Mysql advanced - database design specifications (2)

8. ER model

There are three elements in the ER model, namely entities, attributes and relationships.

Entities can be regarded as data objects, which often correspond to real individuals in real life. In the ER model, it is represented by a rectangle. Entities are divided into two categories, namely strong entities and weak entities. A strong entity refers to an entity that does not depend on other entities; a weak entity refers to an entity that has a strong dependence on another entity.

Attributes refer to the characteristics of entities. For example, the supermarket's address, contact number, number of employees, etc. It is represented by an ellipse in the ER model.

Relationship refers to the connection between entities. For example, when a supermarket sells goods to customers, it is a connection between the supermarket and the customer. It is represented by a diamond in the ER model.

Note: Entities and properties are not easily distinguished. Here is a principle: We should look at it from the perspective of the system as a whole. Entities can exist independently, and attributes cannot be divided. That is, properties cannot contain other properties.

8.1 Types of relationships

Among the three elements of the ER model, relationships can be divided into three types, namely one-to-one, one-to-many, and many-to-many.
One-to-one: refers to the one-to-one relationship between entities. For example, the relationship between an individual and ID card information is a one-to-one relationship. A person can only have one ID card information, and one ID card information only belongs to one person.
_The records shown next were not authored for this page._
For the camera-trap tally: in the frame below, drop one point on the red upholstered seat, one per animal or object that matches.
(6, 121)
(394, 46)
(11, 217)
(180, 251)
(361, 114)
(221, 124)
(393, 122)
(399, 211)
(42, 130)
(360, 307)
One-to-many: It means that the entity on one side can correspond to multiple entities on the other side through relationships. On the contrary, through this relationship, the entity on the other side can only correspond to the entity on the only side. For example, we create a new class table, and each class has multiple students, and each student corresponds to a class. There is a one-to-many relationship between classes and students.

Many-to-many: means that the entities on both sides of the relationship can correspond to multiple entities of the other party through the relationship. For example, in the purchase module, the relationship between suppliers and supermarkets is a many-to-many relationship. One supplier can supply to multiple supermarkets, and one supermarket can also purchase goods from multiple suppliers. Another example is a course selection schedule. There are many subjects, each subject has many students to choose, and each student can choose multiple subjects. This is a many-to-many relationship.

8.2 Modeling analysis

The ER model seems cumbersome, but it is very important for us to control the overall project. If you are just developing a small application, perhaps simply designing a few tables is enough. Once you want to design an application of a certain scale, it is very critical to establish a complete ER model in the initial stage of the project. The essence of developing application projects is actually modeling.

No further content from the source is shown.